In Flamenco Show, Del Monte Accents Solos Over Ensembles

May 29, 2000|LEWIS SEGAL | TIMES DANCE CRITIC

In her recent flamenco experiments on local stages, Laila del Monte developed creative strategies for performing with tap dancers, kathak dancers, jazz dancers and even non-dancers. But given the opportunity to interact with two fellow flamenco artists at the L.A. Theatre Center on Friday, she unaccountably ventured only perfunctory exchanges with them and chose to emphasize solo expression instead.

A pity, since the potential loomed large in the opening "Casi me Amabas" ensemble for exploring eloquent movement design with the commanding Ricardo Chavez and communication-through-steps with the authoritative Cecilia Romero.

However, Del Monte's "Dulce Despertar" solo crowned the evening with joyous physical freedom, artful shifts in focus (childlike to womanly, playful to contemplative) and high technical sheen. In his own solo (Farruca), the tall, lean Chavez used his long arms and large hands to help dramatize changes of stance and pressure without ever compromising his powerful rhythmic drive. In contrast, Romero's solo (Solea) gloried in its varied emotional coloration and sheer intricacy--a blaze of curling wrists, complex heel work and elaborate traveling steps.

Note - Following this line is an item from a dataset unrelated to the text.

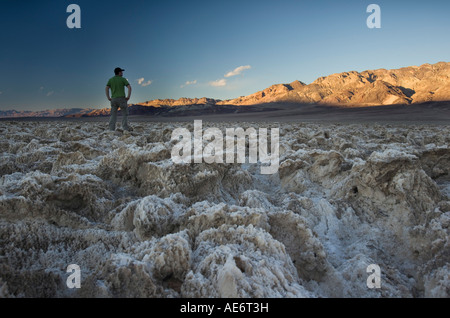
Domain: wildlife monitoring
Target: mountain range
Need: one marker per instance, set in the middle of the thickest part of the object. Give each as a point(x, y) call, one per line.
point(404, 86)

This Fountain Theatre production also boasted excellence from its musicians: singer Jesus Montoya, Romanian pan flutist Damian Draghici, cellist Giovanna Moraga, plus guitarists Jose Tanaka and Adam del Monte. Piercing amplification robbed some of their efforts of a sense of atmosphere (with the aggressively in-your-face flute sonics especially unfortunate), but Del Monte's superb "Sombra del Paraiso" solo conquered even the microphones with its ghostly melodic fragments materializing out of dense, dazzling filigree.